Quel est le thème, le style ou la technique de votre dernière production artistique ?

Depuis une saison je réalise des têtes humaines simplifiées, presque cubistes. La dernière pièce que j'ai développée, en mettant les têtes de côté, a été une œuvre de la série Obosom. Je travaille depuis 10 ans sur cette série de sculptures qui s'inspirent de figures féminines d'origine religieuse, comme un mélange de vierges romanes chrétiennes et de sculptures rituelles africaines, le tout passé au crible de lignes nettes et stylisées.

Pouvez-vous nous parler de votre expérience d'exposition la plus importante ?

J'ai eu plus de 60 expositions dans différents pays européens, à la fois des expositions individuelles et collectives, qui ont toutes eu quelque chose de spécial à leur sujet.

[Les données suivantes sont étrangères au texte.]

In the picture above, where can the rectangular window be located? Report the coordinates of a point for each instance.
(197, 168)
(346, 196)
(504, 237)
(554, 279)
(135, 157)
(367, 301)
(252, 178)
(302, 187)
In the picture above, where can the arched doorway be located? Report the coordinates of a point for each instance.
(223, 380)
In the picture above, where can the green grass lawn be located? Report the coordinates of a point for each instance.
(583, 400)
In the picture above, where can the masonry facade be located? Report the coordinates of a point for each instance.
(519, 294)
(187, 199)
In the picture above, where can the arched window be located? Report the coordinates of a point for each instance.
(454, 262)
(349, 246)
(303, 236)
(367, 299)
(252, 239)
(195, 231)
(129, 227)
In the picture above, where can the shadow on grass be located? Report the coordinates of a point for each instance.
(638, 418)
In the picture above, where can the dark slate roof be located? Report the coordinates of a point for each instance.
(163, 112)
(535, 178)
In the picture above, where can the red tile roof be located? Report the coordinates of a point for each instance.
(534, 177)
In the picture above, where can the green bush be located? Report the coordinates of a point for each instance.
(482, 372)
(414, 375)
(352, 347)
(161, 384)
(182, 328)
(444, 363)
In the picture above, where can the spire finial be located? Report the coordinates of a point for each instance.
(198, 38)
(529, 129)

Si vous pouviez créer une œuvre célèbre de l'histoire de l'art, laquelle choisiriez-vous ? Et pourquoi?

Je n'oserais pas penser à créer cette sculpture, laissons celle-ci qui me semble la plus inaccessible, ce serait certainement le David de Michel-Ange, comme dirait Coleridge ce n'est pas beau, c'est sublime.

Si vous pouviez inviter un artiste célèbre (mort ou vivant) à dîner, qui serait-ce ? Comment suggéreriez-vous de passer la soirée avec eux ?

Je ne suis pas un mythomane des créateurs, je crois que l'oeuvre est au dessus de l'artiste et donc, a priori, je ne serais pas trop intéressée par une soirée avec eux... mais avec leur oeuvre. Une nuit incroyable pourrait être de profiter des œuvres de Brancusi ou de Julio Gonzalez, pour donner deux exemples, dans la solitude... et de pouvoir les toucher, bien sûr. La partie tactile est très importante pour apprécier la sculpture et les musées nous la volent, donc je pense que la seule vraie façon d'apprécier l'art est de partager sa vie avec elle, de l'avoir chez soi, de la voir tous les jours, de apprécier chaque jour un petit détail, pour voir comment il change avec la lumière de chaque saison, comme s'il était vivant.